Virtuzone’s VAT and Tax and consultancy team works with UAE businesses across all sectors on VAT registration, return filing, and ongoing compliance. Whether you are reviewing your export position, assessing how the 2024 changes affect your cross-border services, or setting up VAT processes for a new business, we can help you build a position that is accurate, defensible, and filing-ready.
Book a free consultation with the Virtuzone tax team to review your zero-rated supply position and make sure your next return is filed with confidence.
Frequently Asked Questions About Zero-Rated Supplies in the UAE
Can I Recover Input VAT on Zero-Rated Supplies in the UAE?
Yes, in most cases. Zero-rated supplies remain taxable supplies under the UAE VAT Decree-Law, so input VAT on related costs is generally recoverable provided you hold the correct tax invoice or import documentation and satisfy the payment condition in the Executive Regulation.
Do Zero-Rated Supplies Count Towards the UAE VAT Registration Threshold?
Yes. The FTA includes zero-rated supplies in the taxable supplies figure used to calculate both the AED 375,000 mandatory and AED 187,500 voluntary registration thresholds, meaning a business making exclusively zero-rated supplies can trigger mandatory registration without ever charging output VAT.
Are Services to Overseas Clients Always Zero-Rated in the UAE?
No.

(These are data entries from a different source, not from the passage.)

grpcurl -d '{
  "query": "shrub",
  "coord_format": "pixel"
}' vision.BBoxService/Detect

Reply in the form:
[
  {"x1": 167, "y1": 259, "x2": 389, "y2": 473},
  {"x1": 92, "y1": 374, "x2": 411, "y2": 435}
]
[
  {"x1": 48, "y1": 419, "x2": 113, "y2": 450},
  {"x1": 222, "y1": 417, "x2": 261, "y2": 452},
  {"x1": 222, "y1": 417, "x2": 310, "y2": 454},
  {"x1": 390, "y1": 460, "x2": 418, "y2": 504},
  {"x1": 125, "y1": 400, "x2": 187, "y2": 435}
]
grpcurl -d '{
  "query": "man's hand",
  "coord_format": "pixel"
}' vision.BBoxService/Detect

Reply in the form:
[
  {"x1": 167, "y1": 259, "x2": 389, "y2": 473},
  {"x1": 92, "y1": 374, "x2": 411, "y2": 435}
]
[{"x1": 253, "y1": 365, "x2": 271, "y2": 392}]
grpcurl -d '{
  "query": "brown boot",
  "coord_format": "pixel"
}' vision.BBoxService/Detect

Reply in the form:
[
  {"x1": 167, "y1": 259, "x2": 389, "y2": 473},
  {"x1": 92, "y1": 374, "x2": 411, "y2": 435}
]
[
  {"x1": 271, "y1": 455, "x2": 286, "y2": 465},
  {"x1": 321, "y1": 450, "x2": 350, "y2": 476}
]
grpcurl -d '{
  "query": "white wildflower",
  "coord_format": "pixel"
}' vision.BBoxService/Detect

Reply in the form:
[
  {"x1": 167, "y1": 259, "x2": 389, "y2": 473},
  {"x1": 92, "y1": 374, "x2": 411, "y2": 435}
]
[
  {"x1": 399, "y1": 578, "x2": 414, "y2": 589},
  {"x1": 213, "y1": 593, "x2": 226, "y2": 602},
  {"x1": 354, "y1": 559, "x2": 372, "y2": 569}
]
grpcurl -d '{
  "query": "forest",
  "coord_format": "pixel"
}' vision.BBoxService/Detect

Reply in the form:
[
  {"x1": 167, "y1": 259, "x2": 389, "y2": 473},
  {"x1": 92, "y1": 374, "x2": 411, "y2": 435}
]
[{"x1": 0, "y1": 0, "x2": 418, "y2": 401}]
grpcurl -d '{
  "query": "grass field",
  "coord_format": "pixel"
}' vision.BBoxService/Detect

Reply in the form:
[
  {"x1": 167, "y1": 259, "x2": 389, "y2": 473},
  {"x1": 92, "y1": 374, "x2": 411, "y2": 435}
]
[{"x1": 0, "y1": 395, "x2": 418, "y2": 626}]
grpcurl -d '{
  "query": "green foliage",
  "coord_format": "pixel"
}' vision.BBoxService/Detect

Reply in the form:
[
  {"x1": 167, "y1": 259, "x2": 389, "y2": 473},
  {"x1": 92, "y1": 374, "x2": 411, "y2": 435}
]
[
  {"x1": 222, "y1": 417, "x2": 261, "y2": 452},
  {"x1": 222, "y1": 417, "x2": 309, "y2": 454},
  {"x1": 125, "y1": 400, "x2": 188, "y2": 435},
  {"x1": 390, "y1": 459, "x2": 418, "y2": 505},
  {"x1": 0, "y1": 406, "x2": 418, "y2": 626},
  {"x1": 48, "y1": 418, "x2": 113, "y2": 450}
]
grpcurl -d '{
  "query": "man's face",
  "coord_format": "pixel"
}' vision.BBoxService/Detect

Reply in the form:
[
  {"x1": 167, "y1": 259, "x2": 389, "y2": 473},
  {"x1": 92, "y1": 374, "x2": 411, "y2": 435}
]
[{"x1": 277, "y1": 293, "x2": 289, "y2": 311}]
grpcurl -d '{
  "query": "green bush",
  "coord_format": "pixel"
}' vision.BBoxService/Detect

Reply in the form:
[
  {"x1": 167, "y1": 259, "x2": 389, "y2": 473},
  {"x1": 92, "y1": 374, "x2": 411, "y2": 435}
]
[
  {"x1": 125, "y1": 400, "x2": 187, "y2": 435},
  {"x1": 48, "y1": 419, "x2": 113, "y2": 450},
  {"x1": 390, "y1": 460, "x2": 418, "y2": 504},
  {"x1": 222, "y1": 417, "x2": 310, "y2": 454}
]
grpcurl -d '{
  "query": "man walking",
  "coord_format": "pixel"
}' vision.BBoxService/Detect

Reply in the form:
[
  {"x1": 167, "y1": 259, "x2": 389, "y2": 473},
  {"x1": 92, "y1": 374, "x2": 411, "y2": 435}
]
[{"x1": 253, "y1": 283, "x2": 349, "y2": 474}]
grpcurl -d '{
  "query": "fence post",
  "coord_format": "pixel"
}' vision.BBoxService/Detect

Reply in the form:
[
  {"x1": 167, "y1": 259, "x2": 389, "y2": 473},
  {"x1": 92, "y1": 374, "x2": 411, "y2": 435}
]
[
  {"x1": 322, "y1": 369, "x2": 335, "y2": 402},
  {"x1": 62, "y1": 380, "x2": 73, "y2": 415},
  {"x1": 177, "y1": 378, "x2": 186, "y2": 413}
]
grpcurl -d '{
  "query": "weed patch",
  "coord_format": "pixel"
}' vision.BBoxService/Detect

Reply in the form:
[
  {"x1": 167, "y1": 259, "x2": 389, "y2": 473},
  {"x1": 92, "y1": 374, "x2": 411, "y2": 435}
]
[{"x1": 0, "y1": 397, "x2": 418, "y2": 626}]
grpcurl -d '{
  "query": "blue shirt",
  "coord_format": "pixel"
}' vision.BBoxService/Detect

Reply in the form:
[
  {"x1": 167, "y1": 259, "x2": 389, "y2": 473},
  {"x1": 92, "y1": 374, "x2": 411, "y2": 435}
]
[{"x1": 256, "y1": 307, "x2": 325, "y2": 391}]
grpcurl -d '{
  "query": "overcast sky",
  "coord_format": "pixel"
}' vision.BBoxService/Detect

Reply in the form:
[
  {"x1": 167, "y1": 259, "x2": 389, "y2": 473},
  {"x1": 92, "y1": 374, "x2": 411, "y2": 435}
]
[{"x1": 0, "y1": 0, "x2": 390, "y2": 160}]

The service must pass residency and location tests under Article 31, and the 2024 changes clarified in VATP040 excluded several categories including services connected with UAE real estate and electronic services used in the UAE, regardless of where the customer is based.
How Long Do I Have to Export Goods for Zero Rating to Apply?
The Executive Regulation sets a 90-day window from the date of supply for goods to leave the UAE or enter a customs suspension scheme, after which the supply is taxed at 5%. Extensions are possible but limited, and the 90-day rule should be treated as the operative deadline.
When Is Residential Property Zero-Rated Rather Than Exempt?
The first supply of a newly completed residential building qualifies for zero rating if it occurs within three years of completion. After that window closes, subsequent sales and leases are exempt, which affects both the output VAT treatment and input VAT recovery on related costs.
What Records Do I Need to Keep for Zero-Rated Supplies?
For goods exports, a defined combination of official evidence such as a customs declaration and commercial evidence such as a bill of lading, linked to the relevant invoice and contract. For service exports, evidence of the recipient’s residency and location, the nature and place of the service, and any group structure affecting who the real recipient is.